THE FUTURE'S SO PANABRITE
Panabrite (Seattle keyboardist Norm Chambers) works in the hazy, analog-synth-laden zone between kosmische drift and new age waft. Such artists tread a fine line between sublimity and schmaltz, but Panabrite confidently steers his armada of tones to the former state. On releases like Contemplating the Observatory and Wizard Chimes, Panabrite launches beatless symphonies of fibrillating, smeared whorls and drones that make you feel like the star of a weird nature documentary or a sci-fi blockbuster from 1977. Chambers excels at evoking both the intimate and the epic with his scrupulously wrought arpeggios and ostinatos. There's something of Vangelis's grandiose melodic sweep, too, in Panabrite's expansive compositions. One track from Observatory is titled "Shimmering Pinnacles," and it's the truth. With Garrincha & the Stolen Elk, Megabats, and Summon Thrull. Josephine, 9 pm, www.myspace.com/thejosephine.
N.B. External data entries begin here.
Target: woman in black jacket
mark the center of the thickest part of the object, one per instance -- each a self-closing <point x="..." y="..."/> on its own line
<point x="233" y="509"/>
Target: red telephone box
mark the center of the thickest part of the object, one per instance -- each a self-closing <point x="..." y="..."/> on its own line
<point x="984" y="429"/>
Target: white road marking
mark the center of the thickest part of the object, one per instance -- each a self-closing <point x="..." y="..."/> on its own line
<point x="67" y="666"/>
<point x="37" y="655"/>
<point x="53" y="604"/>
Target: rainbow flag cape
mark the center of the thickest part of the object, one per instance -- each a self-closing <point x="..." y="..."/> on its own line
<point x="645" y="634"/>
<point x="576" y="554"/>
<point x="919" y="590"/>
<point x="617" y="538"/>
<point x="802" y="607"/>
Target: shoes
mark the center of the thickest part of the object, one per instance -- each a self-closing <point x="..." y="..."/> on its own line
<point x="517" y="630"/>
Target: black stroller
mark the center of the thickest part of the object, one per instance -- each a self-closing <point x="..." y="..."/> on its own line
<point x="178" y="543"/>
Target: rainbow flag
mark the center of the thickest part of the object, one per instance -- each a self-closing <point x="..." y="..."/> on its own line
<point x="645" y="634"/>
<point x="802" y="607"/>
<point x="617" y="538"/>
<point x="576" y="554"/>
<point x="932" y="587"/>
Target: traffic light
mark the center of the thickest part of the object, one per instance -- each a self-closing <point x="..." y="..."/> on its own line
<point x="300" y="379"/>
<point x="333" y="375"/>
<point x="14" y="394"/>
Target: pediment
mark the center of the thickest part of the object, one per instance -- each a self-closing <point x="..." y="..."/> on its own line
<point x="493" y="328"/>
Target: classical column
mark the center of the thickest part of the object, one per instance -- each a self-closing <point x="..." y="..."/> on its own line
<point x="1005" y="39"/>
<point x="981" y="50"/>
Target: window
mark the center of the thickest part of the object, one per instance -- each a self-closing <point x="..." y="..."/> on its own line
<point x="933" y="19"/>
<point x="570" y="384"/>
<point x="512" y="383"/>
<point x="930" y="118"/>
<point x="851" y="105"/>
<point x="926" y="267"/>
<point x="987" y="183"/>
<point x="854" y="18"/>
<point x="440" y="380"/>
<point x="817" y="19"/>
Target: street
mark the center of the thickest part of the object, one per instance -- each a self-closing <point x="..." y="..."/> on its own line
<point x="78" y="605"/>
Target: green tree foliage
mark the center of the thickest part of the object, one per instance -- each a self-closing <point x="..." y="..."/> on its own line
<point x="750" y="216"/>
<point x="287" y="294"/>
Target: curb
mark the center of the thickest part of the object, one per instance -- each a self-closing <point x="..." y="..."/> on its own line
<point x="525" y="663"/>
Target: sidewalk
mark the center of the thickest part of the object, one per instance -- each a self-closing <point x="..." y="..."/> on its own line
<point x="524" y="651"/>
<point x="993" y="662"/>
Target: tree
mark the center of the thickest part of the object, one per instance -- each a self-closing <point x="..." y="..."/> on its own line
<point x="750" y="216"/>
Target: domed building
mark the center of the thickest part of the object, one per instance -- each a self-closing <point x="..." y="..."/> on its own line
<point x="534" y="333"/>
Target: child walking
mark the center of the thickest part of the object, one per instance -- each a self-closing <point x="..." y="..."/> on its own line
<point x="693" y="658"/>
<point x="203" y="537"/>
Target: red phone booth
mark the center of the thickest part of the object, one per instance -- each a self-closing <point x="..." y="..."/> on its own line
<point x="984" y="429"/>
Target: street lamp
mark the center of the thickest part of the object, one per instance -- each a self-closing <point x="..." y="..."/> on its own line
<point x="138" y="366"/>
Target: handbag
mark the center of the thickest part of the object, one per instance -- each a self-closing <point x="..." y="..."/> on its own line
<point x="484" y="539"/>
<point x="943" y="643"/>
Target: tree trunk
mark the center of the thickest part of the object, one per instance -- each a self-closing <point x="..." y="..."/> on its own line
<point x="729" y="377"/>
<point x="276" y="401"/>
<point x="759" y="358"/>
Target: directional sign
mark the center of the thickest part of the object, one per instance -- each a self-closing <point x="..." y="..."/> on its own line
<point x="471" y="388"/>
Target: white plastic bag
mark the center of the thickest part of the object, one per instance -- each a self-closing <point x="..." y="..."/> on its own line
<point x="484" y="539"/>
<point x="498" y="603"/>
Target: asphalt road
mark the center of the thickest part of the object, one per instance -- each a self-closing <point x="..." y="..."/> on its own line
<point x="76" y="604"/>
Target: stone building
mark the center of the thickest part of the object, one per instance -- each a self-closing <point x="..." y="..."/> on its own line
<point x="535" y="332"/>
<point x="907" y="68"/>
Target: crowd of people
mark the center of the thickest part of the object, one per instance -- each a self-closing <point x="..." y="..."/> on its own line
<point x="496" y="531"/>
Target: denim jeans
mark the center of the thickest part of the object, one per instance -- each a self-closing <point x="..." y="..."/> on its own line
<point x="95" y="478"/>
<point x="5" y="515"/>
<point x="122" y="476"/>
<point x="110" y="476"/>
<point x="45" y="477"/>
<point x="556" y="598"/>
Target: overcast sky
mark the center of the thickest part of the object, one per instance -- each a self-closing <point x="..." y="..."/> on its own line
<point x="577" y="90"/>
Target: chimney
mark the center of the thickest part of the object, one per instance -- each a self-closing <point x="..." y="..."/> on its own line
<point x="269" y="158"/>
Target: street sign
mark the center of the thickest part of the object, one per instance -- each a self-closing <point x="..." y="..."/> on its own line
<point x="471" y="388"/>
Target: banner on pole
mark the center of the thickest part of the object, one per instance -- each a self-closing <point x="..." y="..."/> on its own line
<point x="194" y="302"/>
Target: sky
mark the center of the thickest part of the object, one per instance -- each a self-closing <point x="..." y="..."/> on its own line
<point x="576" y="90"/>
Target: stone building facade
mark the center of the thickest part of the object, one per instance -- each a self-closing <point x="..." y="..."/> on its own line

TECHNO ALBUM OF THE YEAR ALERT
Just wanted to deviate from protocol here to say that Primate (CLR; www.clr .net) by Berlin-based British producer Tommy Four Seven is an astonishing minimal-techno album constructed entirely from field recordings; no synths or software were used. This unorthodox method produces a raw, brutal strain of dance music whose textures come off as frighteningly other. Harrowingly intense and hypnotic, this handmade hunter-and-gatherer-style record should be scoring Gaspar Noé's next film, if he knows what's good for him.